Achter deze klacht kan men een diepe vraag horen. Het tijdens de synode uitdrukken van de bezorgdheid van de landen van Noord-Europa is natuurlijk volledig gewettigd, maar is het normaal er een prioriteit aan te geven vermits deze landen, niettegenstaande hun edel katholiek verleden, thans de meest religieus verdorde plaatsen zijn van de planeet?
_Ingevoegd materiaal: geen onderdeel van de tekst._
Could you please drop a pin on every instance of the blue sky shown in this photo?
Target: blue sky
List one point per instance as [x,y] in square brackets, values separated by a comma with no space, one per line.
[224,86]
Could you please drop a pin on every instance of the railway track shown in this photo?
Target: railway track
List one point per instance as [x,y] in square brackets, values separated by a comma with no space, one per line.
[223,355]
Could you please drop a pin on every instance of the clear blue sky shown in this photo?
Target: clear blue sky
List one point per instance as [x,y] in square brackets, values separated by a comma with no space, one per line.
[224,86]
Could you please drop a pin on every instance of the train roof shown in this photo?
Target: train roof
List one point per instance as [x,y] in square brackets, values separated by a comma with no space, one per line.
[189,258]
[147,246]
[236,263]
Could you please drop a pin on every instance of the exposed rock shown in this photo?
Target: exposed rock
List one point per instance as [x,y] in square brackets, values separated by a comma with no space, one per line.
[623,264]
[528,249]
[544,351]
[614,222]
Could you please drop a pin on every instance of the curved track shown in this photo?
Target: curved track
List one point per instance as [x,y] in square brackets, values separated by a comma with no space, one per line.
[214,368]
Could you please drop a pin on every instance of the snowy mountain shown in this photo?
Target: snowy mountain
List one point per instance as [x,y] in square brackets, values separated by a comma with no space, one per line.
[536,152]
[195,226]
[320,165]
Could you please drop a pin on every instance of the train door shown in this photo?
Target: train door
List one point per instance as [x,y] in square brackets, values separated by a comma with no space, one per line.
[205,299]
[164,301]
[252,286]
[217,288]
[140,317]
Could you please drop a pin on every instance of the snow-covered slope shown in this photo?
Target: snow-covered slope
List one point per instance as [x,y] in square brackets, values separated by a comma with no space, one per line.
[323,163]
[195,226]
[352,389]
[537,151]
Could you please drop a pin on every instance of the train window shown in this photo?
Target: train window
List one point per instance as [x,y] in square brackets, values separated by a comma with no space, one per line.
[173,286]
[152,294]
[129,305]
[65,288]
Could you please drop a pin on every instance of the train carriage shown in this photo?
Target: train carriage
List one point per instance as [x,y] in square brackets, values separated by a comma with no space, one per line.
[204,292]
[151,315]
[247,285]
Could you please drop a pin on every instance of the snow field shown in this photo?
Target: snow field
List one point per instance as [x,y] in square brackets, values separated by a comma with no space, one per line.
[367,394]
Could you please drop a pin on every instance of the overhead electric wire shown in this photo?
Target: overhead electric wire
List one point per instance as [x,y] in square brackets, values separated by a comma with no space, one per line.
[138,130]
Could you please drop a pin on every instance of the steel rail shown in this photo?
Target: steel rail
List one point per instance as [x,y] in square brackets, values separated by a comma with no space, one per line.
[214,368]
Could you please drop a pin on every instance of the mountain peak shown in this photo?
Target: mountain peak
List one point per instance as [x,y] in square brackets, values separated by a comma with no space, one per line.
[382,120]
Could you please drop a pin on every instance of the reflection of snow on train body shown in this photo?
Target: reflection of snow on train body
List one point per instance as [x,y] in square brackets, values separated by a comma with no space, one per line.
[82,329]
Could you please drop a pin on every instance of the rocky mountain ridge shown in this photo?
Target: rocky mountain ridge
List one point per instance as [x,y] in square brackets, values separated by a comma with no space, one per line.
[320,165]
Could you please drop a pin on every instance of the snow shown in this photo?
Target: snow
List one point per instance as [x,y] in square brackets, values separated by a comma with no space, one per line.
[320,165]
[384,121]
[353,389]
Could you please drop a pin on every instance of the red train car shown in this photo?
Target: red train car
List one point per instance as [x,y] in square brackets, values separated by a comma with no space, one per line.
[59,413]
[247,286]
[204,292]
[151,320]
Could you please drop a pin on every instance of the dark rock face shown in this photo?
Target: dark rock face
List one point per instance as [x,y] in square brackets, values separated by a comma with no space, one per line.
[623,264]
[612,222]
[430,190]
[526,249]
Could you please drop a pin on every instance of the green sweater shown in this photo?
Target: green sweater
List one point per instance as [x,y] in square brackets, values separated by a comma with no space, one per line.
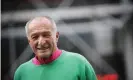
[68,66]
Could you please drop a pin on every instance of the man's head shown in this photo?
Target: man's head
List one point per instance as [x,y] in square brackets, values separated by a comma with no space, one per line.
[42,36]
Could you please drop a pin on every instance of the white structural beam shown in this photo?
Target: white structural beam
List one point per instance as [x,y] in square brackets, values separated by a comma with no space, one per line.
[77,27]
[68,13]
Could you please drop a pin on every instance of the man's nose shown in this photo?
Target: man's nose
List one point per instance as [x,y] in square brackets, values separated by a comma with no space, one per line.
[41,41]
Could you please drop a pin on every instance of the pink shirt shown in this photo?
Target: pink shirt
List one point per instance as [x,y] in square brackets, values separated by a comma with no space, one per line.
[54,56]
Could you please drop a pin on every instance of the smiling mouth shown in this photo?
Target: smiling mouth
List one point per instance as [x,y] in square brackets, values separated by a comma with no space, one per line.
[43,49]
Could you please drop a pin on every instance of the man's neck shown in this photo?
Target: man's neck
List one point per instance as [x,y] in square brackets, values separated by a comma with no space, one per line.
[54,56]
Het schijnt me toe dat, om dit vraagstuk te behandelen binnen het raam van een synode die gewijd is aan de problemen van het huwelijk en het gezin, het nuttig zou zijn aandacht te hebben, naast de statistieken van het kerkbezoek, voor de demografische toestand van Europa, die de demografen gewoonlijk de naam geven van “demografische winter”. Inderdaad stellen die aantallen op zijn minst vragen.
Men schat dat het “vervangingspeil” dat aan een land toelaat zijn bevolking in de loop der tijden te handhaven een “totaal vruchtbaarheidsindex” van 2,1 kinderen per vrouw vereist. Nu heeft, volgens de cijfers van de Wereldbank, in 2013-2014, — en zo is het sinds vele jaren —, geen enkel der Europese landen dit getal bereikt. Sommige landen, Duitsland en Italië — om slechts deze aan te halen — noteren een zo laag geboorte-index dat zij geplaatst zijn in het laatste vierde van de vruchtbaarheidsklassering van de wereld. […] Andere landen vallen nipt buiten het onderste vierde maar blijven toch onder het vervangingspeil. Daaronder vindt men in afdalende orde Frankrijk, Ierland, het Verenigd Koninkrijk, Zweden, Nederland, België en Finland.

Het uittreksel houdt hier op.